Rather than waiting around for this data to be available, in-memory systems rely on the beauty of fault-tolerance to process the data that was stored on disk while the rest loads into memory. It’s virtually zero downtime.
Drawbacks of In-memory Computing
In-memory processing can make certain applications so much faster it may seem like magic to the inexperienced developer. This may lead them into a harmful spiral where they attempt to leverage it for every application that they come across, but working with in-memory computing can be tricky, and any mistakes costly.
As such, some crucial factors must be taken into consideration before the decision for a full migration to in-memory processing is reached.
Like any technology, in-memory processing has its own set of drawbacks. The one that should be most apparent is price.

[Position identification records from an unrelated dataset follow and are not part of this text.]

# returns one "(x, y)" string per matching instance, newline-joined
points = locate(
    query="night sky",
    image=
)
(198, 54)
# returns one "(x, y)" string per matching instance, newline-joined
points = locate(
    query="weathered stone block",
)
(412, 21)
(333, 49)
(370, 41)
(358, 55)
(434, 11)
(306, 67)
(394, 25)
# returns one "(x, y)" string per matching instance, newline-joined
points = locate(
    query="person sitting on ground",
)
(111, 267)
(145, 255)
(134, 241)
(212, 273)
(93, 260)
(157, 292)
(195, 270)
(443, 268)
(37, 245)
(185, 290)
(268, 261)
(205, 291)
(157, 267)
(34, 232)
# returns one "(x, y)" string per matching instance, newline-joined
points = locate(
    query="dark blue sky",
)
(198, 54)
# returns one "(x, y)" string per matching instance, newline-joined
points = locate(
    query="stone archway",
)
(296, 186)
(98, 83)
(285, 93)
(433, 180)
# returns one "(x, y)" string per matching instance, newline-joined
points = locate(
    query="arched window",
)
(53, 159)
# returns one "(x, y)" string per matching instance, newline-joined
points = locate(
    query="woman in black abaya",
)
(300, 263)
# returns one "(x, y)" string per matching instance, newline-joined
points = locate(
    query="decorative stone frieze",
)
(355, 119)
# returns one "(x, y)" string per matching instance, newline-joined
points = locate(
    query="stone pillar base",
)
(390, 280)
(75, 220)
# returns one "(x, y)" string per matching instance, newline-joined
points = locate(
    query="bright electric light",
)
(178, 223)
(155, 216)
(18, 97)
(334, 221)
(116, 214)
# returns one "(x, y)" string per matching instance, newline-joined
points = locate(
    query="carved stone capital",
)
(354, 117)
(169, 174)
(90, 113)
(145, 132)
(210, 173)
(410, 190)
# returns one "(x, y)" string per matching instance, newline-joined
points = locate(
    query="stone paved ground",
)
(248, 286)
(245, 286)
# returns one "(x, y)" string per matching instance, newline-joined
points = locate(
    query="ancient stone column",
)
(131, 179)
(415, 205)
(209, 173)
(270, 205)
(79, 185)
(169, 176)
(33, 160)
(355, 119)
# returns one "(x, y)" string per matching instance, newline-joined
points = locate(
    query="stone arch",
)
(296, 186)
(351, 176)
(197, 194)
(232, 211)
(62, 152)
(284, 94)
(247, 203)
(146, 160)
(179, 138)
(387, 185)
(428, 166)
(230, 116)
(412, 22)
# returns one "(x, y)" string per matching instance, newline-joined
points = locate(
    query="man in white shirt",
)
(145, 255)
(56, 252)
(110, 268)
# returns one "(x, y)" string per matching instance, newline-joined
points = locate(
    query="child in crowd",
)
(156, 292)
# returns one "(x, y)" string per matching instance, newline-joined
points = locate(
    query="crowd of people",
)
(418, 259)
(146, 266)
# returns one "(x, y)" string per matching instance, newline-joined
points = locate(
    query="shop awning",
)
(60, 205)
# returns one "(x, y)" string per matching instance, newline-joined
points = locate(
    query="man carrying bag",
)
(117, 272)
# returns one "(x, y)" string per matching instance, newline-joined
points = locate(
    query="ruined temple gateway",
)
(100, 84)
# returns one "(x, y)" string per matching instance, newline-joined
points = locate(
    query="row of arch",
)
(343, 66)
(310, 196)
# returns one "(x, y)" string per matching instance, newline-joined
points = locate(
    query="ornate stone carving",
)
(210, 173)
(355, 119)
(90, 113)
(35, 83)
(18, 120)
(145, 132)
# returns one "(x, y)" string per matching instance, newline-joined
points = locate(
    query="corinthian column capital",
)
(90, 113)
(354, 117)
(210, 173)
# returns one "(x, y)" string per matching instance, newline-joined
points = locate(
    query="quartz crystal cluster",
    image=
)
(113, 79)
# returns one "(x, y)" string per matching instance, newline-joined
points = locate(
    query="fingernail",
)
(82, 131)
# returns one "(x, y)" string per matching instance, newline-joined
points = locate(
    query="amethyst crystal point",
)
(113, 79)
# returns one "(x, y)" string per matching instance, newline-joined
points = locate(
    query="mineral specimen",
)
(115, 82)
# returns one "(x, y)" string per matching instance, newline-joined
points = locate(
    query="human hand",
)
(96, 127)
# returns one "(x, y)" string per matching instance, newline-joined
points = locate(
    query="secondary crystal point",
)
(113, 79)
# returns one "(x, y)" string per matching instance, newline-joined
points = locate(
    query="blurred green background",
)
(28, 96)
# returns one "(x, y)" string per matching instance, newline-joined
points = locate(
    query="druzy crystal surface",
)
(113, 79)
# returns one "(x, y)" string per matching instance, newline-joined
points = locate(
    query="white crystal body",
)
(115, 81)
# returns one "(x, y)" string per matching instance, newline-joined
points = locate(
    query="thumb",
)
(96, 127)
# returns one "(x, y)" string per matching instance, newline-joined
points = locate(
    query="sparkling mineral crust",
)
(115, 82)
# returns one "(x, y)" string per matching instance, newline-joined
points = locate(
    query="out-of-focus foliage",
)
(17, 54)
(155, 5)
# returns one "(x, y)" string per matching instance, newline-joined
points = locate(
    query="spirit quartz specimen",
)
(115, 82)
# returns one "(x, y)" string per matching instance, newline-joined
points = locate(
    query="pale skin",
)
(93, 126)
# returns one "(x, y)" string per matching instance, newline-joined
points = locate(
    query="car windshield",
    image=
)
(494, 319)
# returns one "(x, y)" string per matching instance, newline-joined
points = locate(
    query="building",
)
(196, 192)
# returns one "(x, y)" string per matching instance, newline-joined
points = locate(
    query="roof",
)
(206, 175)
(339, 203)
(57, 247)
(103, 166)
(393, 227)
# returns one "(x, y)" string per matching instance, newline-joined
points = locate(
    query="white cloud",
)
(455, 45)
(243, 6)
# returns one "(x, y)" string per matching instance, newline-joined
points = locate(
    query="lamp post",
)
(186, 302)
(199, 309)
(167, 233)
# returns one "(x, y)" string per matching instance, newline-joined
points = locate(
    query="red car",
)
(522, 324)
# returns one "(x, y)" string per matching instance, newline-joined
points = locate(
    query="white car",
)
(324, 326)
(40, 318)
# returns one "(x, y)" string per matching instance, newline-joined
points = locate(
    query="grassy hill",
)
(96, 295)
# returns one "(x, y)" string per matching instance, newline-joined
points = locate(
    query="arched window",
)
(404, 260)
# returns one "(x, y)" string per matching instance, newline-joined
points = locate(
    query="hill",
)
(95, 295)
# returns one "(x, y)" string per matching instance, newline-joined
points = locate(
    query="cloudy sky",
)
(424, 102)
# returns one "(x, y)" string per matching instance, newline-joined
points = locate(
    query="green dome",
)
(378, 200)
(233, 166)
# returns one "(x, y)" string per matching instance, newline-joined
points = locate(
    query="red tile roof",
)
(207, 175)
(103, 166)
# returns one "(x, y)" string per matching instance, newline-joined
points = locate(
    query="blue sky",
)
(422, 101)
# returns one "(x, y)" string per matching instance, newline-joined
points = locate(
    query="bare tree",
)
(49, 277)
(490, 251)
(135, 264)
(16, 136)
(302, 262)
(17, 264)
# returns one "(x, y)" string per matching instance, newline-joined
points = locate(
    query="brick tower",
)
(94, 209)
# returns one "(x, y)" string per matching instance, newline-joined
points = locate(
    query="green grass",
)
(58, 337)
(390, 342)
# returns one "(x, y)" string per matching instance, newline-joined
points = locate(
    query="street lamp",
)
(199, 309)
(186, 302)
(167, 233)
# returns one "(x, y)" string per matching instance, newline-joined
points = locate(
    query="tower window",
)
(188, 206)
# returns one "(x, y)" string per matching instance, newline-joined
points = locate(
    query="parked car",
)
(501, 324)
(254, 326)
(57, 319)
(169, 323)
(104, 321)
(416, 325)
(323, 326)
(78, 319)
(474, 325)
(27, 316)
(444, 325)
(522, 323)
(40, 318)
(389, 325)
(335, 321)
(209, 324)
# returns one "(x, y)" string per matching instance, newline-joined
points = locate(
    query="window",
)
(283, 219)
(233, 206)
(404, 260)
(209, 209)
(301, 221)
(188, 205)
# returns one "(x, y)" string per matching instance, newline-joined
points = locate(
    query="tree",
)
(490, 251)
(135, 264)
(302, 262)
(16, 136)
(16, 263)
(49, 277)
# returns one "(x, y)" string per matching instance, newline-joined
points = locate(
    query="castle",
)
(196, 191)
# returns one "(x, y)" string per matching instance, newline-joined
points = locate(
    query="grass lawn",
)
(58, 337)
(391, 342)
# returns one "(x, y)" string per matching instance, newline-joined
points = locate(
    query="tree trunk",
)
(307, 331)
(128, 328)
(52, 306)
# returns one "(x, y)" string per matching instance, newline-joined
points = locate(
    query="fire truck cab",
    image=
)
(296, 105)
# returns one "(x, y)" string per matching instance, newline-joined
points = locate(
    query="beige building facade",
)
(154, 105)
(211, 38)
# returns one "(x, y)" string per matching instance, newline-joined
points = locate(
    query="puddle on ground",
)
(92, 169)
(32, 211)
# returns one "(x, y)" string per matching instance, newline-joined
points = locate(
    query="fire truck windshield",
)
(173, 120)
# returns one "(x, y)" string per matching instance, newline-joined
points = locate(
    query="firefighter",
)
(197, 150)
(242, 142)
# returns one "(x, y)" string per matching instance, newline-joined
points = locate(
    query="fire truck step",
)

By virtue of how it operates, in-memory processing requires that as much of the data to be processed fits in the RAM as possible. This means that anyone looking to utilize the technology needs a very decent amount of memory.
The cost of memory has gone down so drastically in the last decade. Anyone can afford 64 GB of RAM if they know where to put their money. However, RAM is still a lot more expensive as compared to hard drive memory and even more costly than SSDs, which are already pretty expensive, to begin with.
Limits on Database Size
It’s already been mentioned before, but RAM is a lot more expensive per GB as compared to drive memory. One of the most obvious implications, then, is that it’s nearly impossible to fit all your data inside the memory. Especially so if your company is working on a tight budget and can’t funnel hundreds of thousands of dollars into a new piece of tech.
Risk of Data Loss
The biggest risk you will have to contend with is the risk of losing all your data. RAM is volatile, which means it can only store data so long as there is electricity flowing through it. In the event of a blackout, system-wide crash or reboot, all that data is going to be lost.
Ultimately, no in-memory system can survive on its own. Disk persistence is crucial if any system is going to remain immune to data loss due to abrupt power outages. Apache Zookeeper, the same technology that gives Kafka and Spark their fault-tolerance – is an example of a library that can be used to achieve just that.